La consegna delle chiavi di Guido Reni. Un capolavoro ritorna - Fano, Pinacoteca San Domenico

Reni_Guido_Consegna delle chiavi a San Pietro_1625_Parigi_Musée du Louvre(fig_1)Fino al 29 settembre prossimo, nella cittadina di Fano, si festeggia il ritorno della grande pala con la Consegna delle Chiavi (fig. 1) firmata nel 1625 da Guido Reni (Bologna, 1575-1642), e commissionata dal marchigiano Francesco Marcolini per la sua cappella privata nella chiesa di San Pietro in Valle. L’evento, promosso dalla Fondazione Cassa di Risparmio e dal Comune di Fano insieme alla Soprintendenza per i Beni Artistici Storici ed Etnoantropologici delle Marche, ha permesso di far rimpatriare la tela dopo più di due secoli di lontananza, dando luogo a una piccola mostra, ospitata nella Pinacoteca di San Domenico, dal titolo "La Consegna delle Chiavi.

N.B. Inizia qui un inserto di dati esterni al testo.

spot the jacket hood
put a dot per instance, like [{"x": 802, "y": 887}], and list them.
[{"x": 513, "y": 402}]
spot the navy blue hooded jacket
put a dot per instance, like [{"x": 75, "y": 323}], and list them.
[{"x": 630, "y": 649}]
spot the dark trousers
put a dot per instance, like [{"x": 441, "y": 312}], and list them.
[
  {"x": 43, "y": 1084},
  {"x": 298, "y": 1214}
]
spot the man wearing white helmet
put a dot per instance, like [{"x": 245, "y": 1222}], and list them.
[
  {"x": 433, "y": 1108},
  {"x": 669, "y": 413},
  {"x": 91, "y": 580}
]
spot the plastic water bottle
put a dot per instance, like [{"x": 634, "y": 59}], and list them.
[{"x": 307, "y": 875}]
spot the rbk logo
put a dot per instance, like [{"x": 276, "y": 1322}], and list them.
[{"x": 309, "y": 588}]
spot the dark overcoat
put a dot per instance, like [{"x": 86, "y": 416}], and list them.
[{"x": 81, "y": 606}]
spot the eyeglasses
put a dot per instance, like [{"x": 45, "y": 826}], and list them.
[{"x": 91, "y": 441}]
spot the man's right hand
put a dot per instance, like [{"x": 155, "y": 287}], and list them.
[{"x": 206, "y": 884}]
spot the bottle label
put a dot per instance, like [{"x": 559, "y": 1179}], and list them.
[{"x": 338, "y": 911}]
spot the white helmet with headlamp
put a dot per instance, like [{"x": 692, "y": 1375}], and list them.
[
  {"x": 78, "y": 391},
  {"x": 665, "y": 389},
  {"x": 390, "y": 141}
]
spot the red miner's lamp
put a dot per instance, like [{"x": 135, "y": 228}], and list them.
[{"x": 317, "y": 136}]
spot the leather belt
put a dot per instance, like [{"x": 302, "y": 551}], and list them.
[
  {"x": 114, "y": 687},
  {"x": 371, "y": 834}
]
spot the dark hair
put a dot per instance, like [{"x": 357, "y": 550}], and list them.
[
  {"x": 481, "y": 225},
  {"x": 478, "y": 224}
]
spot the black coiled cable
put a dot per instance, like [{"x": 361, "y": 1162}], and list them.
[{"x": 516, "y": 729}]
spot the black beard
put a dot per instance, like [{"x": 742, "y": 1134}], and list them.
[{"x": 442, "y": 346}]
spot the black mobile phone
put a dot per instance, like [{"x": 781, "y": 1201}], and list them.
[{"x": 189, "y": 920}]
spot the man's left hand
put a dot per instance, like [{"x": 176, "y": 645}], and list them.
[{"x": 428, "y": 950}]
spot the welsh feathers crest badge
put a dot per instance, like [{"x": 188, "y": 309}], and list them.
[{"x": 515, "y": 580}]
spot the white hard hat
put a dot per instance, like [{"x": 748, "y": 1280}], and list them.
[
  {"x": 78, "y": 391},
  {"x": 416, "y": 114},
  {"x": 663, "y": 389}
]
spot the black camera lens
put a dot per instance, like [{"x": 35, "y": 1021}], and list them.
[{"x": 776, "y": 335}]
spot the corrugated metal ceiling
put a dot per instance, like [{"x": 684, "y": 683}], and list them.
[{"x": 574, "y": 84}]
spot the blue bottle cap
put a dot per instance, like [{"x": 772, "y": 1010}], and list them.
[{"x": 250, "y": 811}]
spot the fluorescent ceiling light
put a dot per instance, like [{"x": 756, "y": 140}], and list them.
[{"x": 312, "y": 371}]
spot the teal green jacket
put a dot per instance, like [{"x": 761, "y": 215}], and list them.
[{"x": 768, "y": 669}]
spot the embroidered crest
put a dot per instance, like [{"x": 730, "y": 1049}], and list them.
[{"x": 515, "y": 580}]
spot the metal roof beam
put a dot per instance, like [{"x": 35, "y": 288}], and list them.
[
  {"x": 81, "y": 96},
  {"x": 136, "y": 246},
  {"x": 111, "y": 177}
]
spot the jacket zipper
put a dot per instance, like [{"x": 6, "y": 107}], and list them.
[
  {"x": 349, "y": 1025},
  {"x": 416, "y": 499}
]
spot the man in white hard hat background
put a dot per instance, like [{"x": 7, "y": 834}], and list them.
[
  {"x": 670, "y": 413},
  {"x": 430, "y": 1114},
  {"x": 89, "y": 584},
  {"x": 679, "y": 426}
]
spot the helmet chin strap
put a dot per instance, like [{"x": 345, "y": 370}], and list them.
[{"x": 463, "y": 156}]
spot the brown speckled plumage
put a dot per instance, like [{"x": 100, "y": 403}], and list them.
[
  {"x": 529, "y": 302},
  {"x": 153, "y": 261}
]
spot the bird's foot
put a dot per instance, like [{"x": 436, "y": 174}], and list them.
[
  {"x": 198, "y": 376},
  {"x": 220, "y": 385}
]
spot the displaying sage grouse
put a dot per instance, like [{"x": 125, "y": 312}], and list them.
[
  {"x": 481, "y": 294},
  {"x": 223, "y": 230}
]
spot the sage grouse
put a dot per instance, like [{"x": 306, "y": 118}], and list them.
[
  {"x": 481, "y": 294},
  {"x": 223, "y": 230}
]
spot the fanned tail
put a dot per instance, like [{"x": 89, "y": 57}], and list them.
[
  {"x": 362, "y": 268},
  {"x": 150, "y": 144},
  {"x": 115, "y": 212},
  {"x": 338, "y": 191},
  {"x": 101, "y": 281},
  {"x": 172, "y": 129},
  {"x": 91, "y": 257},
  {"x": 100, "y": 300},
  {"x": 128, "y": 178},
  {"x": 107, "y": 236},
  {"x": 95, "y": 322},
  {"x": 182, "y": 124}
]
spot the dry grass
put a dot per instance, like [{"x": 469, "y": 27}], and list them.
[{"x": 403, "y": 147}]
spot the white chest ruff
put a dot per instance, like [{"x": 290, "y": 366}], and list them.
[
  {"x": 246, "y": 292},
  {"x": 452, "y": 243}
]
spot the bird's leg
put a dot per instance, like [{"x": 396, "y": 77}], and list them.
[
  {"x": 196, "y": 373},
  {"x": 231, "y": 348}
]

Un capolavoro ritorna". Infatti, nel 1797, in piena età napoleonica, il quadro venne trafugato dalla chiesa per essere trasportato in Francia, dove ancora oggi si trova, conservata al Louvre.


L’allestimento fanese permette di fruire il dipinto accanto a due Annunciazioni realizzate dallo stesso Reni: una destinata sempre a San Pietro in Valle, eseguita nel 1621 (fig. 2) e oggi custodita nel Museo civico di Fano, e l’altra conservata nei Musei civici di Ascoli Piceno e dipinta dal bolognese intorno al 1628 (fig. 3).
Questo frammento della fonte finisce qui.